「実験としての人生、または、映画から「怒り」を取り除く場合」杏っ子 文字読みさんの映画レビュー(感想・評価)
実験としての人生、または、映画から「怒り」を取り除く場合
1958年。成瀬巳喜男監督。結婚適齢期の老作家の娘は実家で軽いお見合いのような出会いを繰り返すがこれという相手がいない。ある日、いい感じの男に出合って気持ちが動くが、それをきっかけに顔見知りの商店の息子にプロポーズされる。そうして始まった結婚生活と、その若夫婦を見守る老作家とを淡々と描く。
なんといってもすごいのは、自己中心的で酒にだらしがなく、しかも小説も書くので有名作家の義父にコンプレックスを抱いている若い夫の言動のいちいち(ほとんど言いがかり)に対して、若い妻がそれを感情的に受け取らないこと。自分自身を題材にして「夫婦ってどういうものか」という実験をしている感じ。何を言われてもされても耐えてしまう。それは老作家自身がそうなので、冒頭で娘のために怒りをあらわにすることはあっても、それは公平さのためであって、それ以降もふくめて一度も「肩入れ」しない。味方にならない。距離を保って突き放しつつ見守っている。この独特の距離感がおそろしい。
一般的に、「怒り」などで感情的に反発したり、自然の道理や理屈に従った論理的な反駁や乗り越えによってシーンがつらなって映画の物語が展開していくものだが、この二人は感情的に反発しないし、論理的に説得もしないので、物語が展開しない。なにがあっても受け入れて「人生ってこういうもんだよね」と親子ふたりで苦々しく笑い合ってしまう。二人の関係の濃密さだけがどんどん育っていく。すごい映画。

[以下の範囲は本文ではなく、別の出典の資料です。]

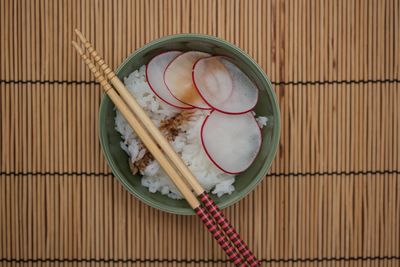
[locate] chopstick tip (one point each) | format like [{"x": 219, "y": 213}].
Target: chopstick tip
[{"x": 80, "y": 35}]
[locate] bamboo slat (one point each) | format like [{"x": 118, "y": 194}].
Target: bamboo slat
[{"x": 332, "y": 197}]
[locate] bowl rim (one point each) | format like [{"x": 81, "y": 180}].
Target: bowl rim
[{"x": 267, "y": 162}]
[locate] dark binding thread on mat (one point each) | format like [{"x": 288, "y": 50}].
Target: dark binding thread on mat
[
  {"x": 188, "y": 261},
  {"x": 274, "y": 83},
  {"x": 339, "y": 173}
]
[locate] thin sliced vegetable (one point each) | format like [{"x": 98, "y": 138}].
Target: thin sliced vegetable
[
  {"x": 155, "y": 77},
  {"x": 244, "y": 95},
  {"x": 178, "y": 78},
  {"x": 231, "y": 142},
  {"x": 212, "y": 80}
]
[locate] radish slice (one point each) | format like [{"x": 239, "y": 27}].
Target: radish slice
[
  {"x": 244, "y": 95},
  {"x": 154, "y": 73},
  {"x": 178, "y": 78},
  {"x": 212, "y": 80},
  {"x": 231, "y": 142}
]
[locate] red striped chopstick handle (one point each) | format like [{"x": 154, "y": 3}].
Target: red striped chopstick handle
[
  {"x": 219, "y": 217},
  {"x": 213, "y": 228}
]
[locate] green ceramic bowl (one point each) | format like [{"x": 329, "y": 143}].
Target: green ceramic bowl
[{"x": 266, "y": 106}]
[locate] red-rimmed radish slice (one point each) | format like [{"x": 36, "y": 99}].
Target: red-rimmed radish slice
[
  {"x": 244, "y": 95},
  {"x": 178, "y": 78},
  {"x": 155, "y": 77},
  {"x": 231, "y": 142},
  {"x": 212, "y": 80}
]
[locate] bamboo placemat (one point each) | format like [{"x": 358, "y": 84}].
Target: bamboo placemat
[{"x": 333, "y": 193}]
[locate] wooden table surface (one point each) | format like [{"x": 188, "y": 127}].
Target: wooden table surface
[{"x": 332, "y": 197}]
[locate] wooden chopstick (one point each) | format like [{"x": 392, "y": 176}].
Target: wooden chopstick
[
  {"x": 163, "y": 161},
  {"x": 212, "y": 208},
  {"x": 165, "y": 145}
]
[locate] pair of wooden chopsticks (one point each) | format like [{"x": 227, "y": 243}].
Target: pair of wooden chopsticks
[{"x": 163, "y": 152}]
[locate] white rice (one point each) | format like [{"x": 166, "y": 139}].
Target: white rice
[{"x": 187, "y": 143}]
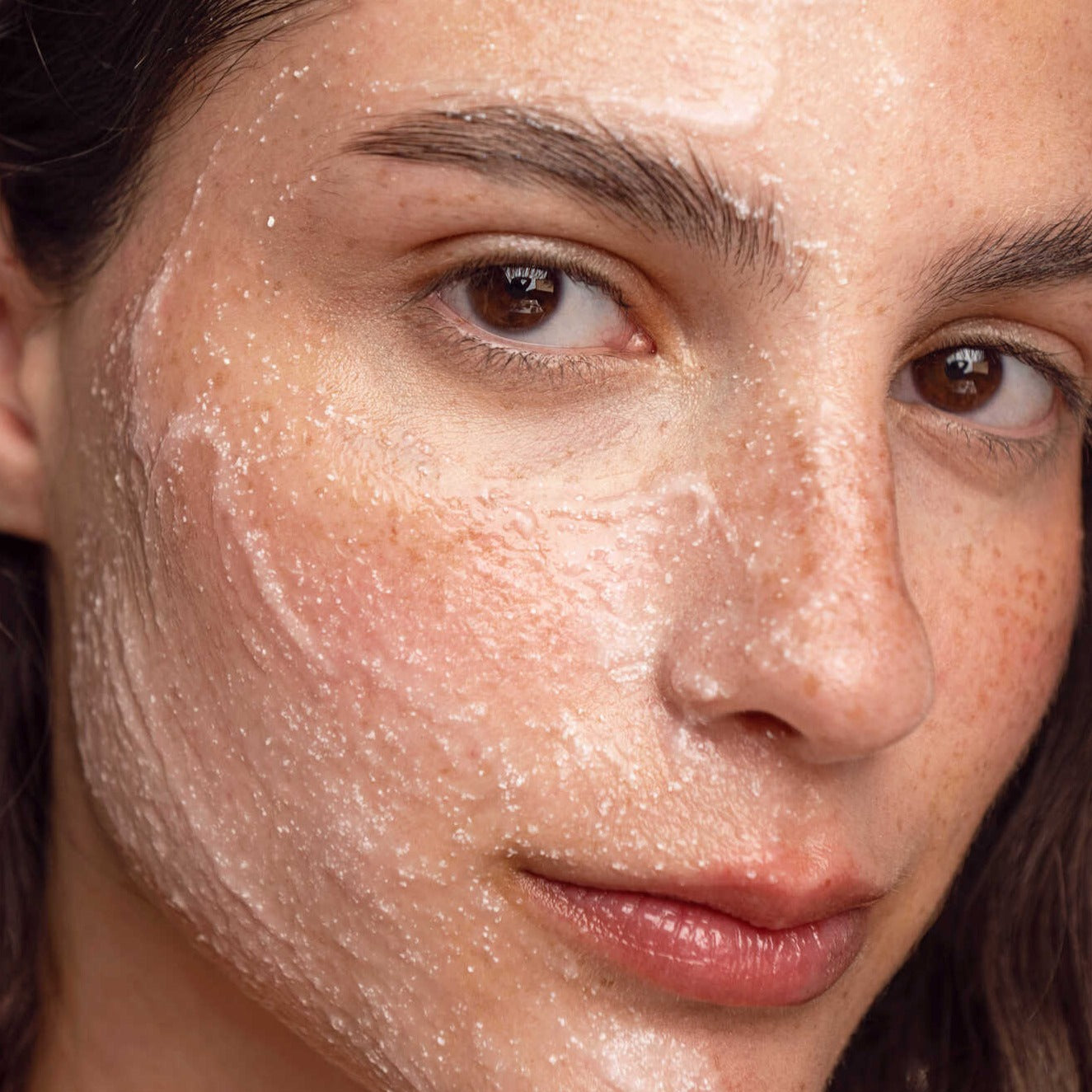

もうひとつの特徴は戦争の影が色濃いこと。昭和22年から25年の設定だが、復員兵がごろごろいて米や酒が配給制になっているという時代的な現実のせいだけでなく、居酒屋では軍歌がでてきてMPを気にしているし、老作家が夫婦の比喩に兵舎をつかったりと必然性のない場面にも戦争の影が。娘の見合いも疎開先でのようだし、戦争映画の一つに数えてもいいのかもしれない。
こういうわかりやすいとはいいがたい映画をつくれるところに当時の映画界の勢いを感じる。